By Jeremy Walsh
Almost as quickly as state Assemblyman Ivan Lafayette's (D-Jackson Heights) departure triggered a primary contest for his seat, one of the two challengers has been barred from the ballot for falsifying petitions after admitting to the impropriety during court testimony, court papers show.
Marlene Tapper, an East Elmhurst-based paralegal, lost her final appeal in Albany Tuesday after a Brooklyn appellate court upheld an Aug. 14 decision by a Queens Supreme Court judge declaring signatures on her petition were invalid.
“I can't talk right now. I'm in the fight of my life,” an emotional Tapper said Monday.
The initial suit was filed by Michael Den Dekker, a Democratic district leader and the Queens County Democratic Party's official nominee to succeed Lafayette.
“A witness at the hearing testified that she was directed by the appellant to fill in the number of signatures on a petition sheet that she did not witness,” the court decision read.
Tapper conceded at the hearing that she intentionally submitted the falsified petitions, the court documents show.
“The appellant testified that 'some [of the petition sheets] might have slipped through' and 'I might have gotten lucky' because the Board of Elections might not have detected the impropriety,” court papers said.
Tapper could face charges in the case, according to one election law expert.
“A petition for candidacy is a government document like any other,” said Nathaniel Persily, a professor at Columbia University. “If you forge it or lie on it, you are subject to criminal prosecution.”
But Persily also said illegitimate petition signatures are commonplace.
“It is always the case that there are some illegitimate signatures on almost any candidate's petition,” he said. “That's because some people don't know what they're doing. You have petition circulators who are doing it for the first time or people who don't list their actual home address.”
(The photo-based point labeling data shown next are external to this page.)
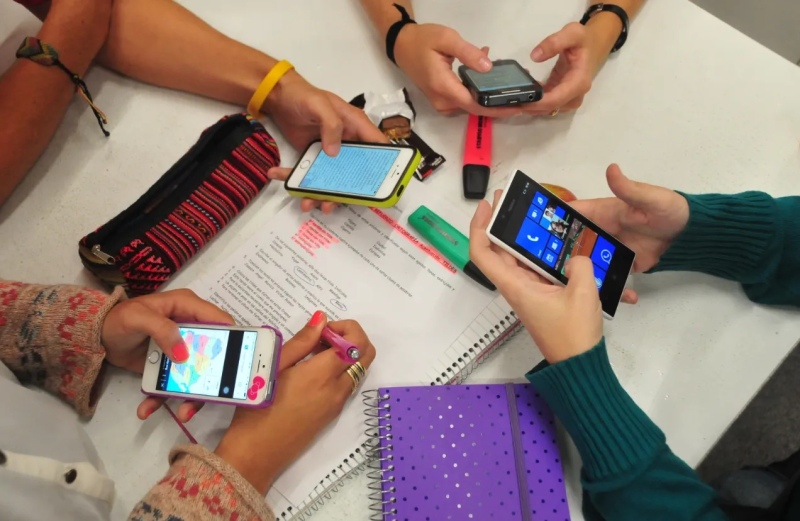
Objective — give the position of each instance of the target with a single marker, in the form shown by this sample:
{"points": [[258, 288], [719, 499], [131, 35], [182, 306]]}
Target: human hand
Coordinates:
{"points": [[564, 321], [425, 52], [311, 392], [130, 325], [305, 113], [572, 76], [644, 217]]}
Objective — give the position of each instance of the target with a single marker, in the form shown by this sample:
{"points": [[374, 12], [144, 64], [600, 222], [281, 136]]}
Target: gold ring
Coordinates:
{"points": [[359, 368], [356, 373]]}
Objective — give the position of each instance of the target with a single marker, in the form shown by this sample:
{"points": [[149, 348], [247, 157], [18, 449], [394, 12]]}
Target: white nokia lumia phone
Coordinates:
{"points": [[543, 232]]}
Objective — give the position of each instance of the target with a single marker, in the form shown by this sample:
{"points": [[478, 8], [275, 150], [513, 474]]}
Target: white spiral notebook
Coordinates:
{"points": [[430, 323]]}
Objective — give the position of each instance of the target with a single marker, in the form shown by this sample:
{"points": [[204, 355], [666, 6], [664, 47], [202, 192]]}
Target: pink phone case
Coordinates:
{"points": [[272, 377]]}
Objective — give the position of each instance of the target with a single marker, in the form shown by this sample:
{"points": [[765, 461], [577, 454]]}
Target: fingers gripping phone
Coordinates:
{"points": [[544, 232], [227, 364], [507, 83], [362, 173]]}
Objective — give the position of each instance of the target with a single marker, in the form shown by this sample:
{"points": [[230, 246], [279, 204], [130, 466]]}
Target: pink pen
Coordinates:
{"points": [[346, 351]]}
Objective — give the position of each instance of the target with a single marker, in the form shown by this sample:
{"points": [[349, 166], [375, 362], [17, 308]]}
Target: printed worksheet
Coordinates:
{"points": [[359, 263]]}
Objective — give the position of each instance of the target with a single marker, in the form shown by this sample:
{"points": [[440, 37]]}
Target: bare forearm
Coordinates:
{"points": [[604, 28], [382, 13], [34, 98], [160, 42]]}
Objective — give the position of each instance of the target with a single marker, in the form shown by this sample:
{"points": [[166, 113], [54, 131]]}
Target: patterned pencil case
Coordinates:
{"points": [[142, 247]]}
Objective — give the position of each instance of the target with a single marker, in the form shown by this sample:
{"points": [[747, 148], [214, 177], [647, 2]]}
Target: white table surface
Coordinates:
{"points": [[689, 103]]}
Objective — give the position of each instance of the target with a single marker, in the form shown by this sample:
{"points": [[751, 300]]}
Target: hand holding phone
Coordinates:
{"points": [[226, 364], [543, 232], [506, 83], [131, 325], [645, 217], [365, 174], [563, 321], [314, 388]]}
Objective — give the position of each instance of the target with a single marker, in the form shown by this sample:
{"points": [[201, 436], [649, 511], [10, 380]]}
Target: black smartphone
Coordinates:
{"points": [[508, 83], [543, 232]]}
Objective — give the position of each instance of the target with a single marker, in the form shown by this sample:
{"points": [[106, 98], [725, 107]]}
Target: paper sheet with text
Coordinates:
{"points": [[359, 263]]}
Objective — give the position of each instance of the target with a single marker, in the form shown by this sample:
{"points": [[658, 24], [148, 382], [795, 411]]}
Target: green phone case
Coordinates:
{"points": [[363, 201]]}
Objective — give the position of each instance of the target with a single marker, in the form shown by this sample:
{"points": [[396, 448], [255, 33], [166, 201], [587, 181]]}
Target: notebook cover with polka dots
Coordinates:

Tapper had previously criticized the departing Lafayette for gathering petition signatures after he knew he was going to resign. She got her name on the ballot just under the July 15 deadline after learning Lafayette, a 32-year veteran legislator, would not seek re-election.
“He submitted petitions on the 7th [of July], and on the 9th [of July] he signed affidavits that he was no longer a candidate,” she said in July. “And he still sent people out for a few days on his behalf. … To me, that's ethically horrible.”
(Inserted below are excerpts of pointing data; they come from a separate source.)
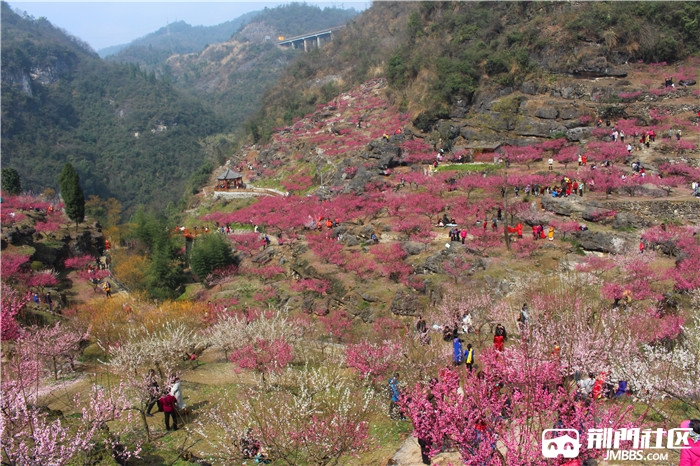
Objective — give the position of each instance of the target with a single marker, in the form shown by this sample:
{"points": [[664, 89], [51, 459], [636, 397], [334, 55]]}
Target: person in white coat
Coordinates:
{"points": [[176, 391]]}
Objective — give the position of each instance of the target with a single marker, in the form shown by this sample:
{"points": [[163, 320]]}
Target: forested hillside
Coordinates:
{"points": [[232, 74], [135, 131], [451, 229], [177, 37], [439, 54], [129, 135]]}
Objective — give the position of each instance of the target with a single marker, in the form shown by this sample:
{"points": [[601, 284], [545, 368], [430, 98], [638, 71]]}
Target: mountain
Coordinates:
{"points": [[129, 135], [232, 74], [175, 38], [438, 56]]}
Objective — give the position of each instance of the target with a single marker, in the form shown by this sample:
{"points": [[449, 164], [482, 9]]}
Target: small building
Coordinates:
{"points": [[485, 150], [229, 180]]}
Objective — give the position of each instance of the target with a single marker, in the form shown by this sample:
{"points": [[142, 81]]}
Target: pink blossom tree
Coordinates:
{"points": [[263, 355], [372, 361], [323, 417], [12, 305], [54, 345]]}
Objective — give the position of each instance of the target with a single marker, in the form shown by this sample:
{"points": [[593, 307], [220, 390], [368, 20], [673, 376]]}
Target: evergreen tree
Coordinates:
{"points": [[72, 193], [10, 181], [210, 252]]}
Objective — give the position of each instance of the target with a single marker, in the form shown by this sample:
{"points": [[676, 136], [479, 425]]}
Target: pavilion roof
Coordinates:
{"points": [[229, 175]]}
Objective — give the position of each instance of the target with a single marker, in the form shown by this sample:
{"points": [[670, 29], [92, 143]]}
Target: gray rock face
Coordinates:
{"points": [[405, 304], [603, 242], [385, 152], [625, 220], [547, 113], [537, 127], [412, 248], [578, 133], [264, 256], [569, 113], [571, 206], [434, 263], [529, 88], [360, 180]]}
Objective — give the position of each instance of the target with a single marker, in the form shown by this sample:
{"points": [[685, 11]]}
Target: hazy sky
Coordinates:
{"points": [[102, 24]]}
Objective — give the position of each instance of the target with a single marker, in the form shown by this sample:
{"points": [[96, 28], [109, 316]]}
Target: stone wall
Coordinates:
{"points": [[657, 211]]}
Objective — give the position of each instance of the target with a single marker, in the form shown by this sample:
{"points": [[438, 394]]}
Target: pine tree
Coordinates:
{"points": [[11, 184], [72, 194]]}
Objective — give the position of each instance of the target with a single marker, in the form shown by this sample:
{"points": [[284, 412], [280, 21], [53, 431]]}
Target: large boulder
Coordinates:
{"points": [[603, 241], [626, 220], [412, 248], [579, 133], [405, 304], [537, 127], [547, 113], [569, 206]]}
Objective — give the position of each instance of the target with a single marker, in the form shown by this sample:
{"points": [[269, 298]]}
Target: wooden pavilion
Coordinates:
{"points": [[229, 180]]}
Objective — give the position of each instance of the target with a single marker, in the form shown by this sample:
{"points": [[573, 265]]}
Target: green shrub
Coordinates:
{"points": [[210, 252]]}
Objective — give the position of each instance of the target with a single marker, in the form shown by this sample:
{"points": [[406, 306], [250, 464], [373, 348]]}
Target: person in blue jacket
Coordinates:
{"points": [[458, 354]]}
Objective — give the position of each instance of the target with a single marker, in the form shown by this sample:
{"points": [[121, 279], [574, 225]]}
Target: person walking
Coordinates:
{"points": [[107, 287], [690, 455], [395, 395], [176, 391], [168, 404], [469, 357], [153, 391], [458, 355]]}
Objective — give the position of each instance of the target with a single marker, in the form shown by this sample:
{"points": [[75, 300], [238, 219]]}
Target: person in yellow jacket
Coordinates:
{"points": [[469, 357]]}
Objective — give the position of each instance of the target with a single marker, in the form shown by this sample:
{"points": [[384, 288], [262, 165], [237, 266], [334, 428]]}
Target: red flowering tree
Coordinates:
{"points": [[516, 396], [337, 324], [372, 361], [12, 304], [263, 355]]}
In terms of fund-raising, the race did not appear to be close. Den Dekker had brought in $44,421 by the beginning of August, according to the state Board of Elections, while Tapper's ledger showed a single $25 contribution from herself.
Tapper portrayed herself as an outsider hungry for change.
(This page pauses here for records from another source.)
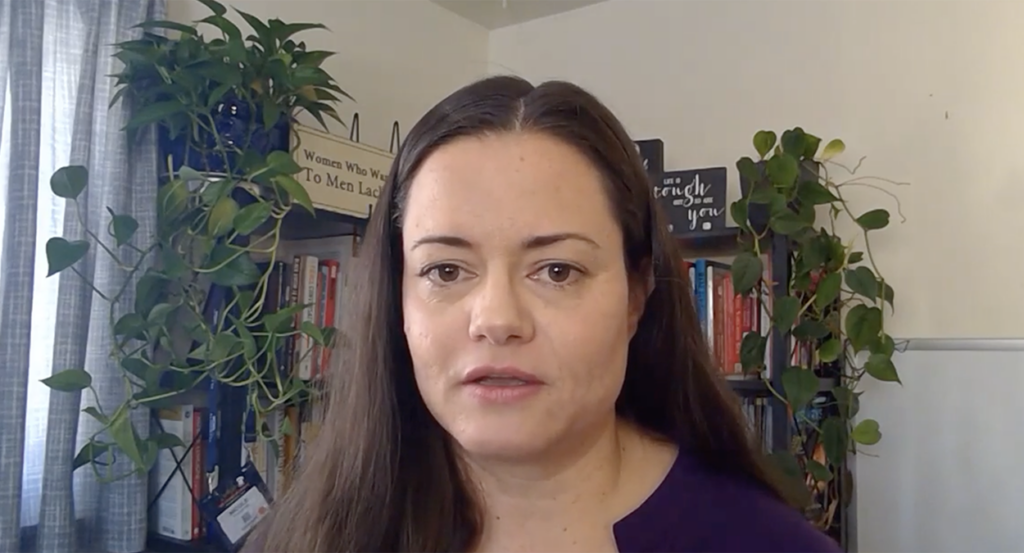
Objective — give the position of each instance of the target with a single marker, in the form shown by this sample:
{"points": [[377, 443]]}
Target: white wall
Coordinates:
{"points": [[396, 57], [931, 91]]}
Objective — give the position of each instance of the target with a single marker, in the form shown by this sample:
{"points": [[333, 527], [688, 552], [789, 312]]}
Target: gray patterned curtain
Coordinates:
{"points": [[54, 92]]}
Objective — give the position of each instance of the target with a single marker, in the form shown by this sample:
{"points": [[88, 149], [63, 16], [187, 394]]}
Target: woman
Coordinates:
{"points": [[528, 374]]}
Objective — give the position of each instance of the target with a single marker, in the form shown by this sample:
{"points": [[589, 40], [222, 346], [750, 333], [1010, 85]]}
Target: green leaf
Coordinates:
{"points": [[61, 254], [863, 325], [793, 142], [881, 368], [833, 149], [814, 194], [251, 216], [811, 144], [752, 350], [827, 290], [873, 219], [830, 350], [739, 212], [312, 331], [216, 7], [818, 471], [124, 436], [885, 345], [233, 266], [847, 400], [749, 170], [747, 271], [284, 320], [861, 281], [70, 380], [888, 294], [90, 453], [784, 312], [190, 175], [159, 313], [282, 163], [782, 170], [836, 439], [764, 140], [216, 190], [296, 192], [68, 182], [809, 329], [800, 385], [866, 432]]}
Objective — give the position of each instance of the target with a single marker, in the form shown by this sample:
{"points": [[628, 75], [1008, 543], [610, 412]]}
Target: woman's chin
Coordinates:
{"points": [[506, 448]]}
“The rest of these people [in the state Legislature] are part of a clique, so eager to please the clique that they disenfranchise the masses,” she said last month. “I think people need to work together. There's people that are just too old there.”
Tapper ran unsuccessfully against City Councilman Hiram Monserrate (D-East Elmhurst) for City Council in 2005.
Afterward, she was a staffer for state Sen. John Sabini (D-Jackson Heights) until comments she allegedly made at a community meeting led Monserrate, Sabini's political foe, to suggest the senator was employing people with anti-immigrant sentiments. Sabini dismissed her.